Netflix India challenged the recharacterisation and the method applied by the tax authorities. It argued that it was a routine distributor of access, operating on a cost plus basis, with no ownership or exploitation of intangibles, and no DEMPE functions. It contended that Open Connect Appliances installed with Internet Service Providers were merely cache devices used for bandwidth optimisation and did not constitute core technological assets. Netflix India maintained that TNMM was the most appropriate method, using operating profit over operating revenue as the profit level indicator, and benchmarked itself against software and related product distributors, due to the absence of direct OTT comparables. It argued that payments for access without transfer of copyright or other intellectual property do not constitute royalty.

Order

The Mumbai Income Tax Appellate Tribunal accepted Netflix India’s position in full on the transfer pricing issue. The Tribunal held that the contractual framework and actual conduct clearly established Netflix India as a limited risk distributor of access to the Netflix Service. It found that no licence or transfer of intellectual property had been granted, and that all DEMPE functions were performed outside India. The Tribunal held that Open Connect Appliances were logistical cache devices, and that their ownership did not imply entrepreneurial risk or technological ownership.
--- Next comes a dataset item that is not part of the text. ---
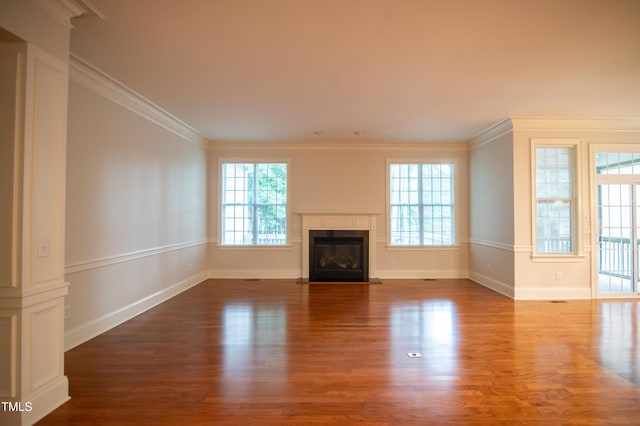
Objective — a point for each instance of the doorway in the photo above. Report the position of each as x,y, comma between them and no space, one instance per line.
618,216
On method selection, the Tribunal held that TNMM was appropriate for a routine distributor, and that functional similarity, not industry classification, governs comparability. It rejected the application of Rule 10AB, holding that the ‘Other Method’ cannot be used where TNMM is workable and reliable. The RoyaltyStat agreements were found to be non comparable and to price an imaginary transaction that did not exist. The ad hoc revenue attribution by the Dispute Resolution Panel was held to have no basis under the transfer pricing rules. The Tribunal therefore deleted the entire transfer pricing adjustment of INR 4,449.34 crore, and accepted the arm’s length outcome under TNMM.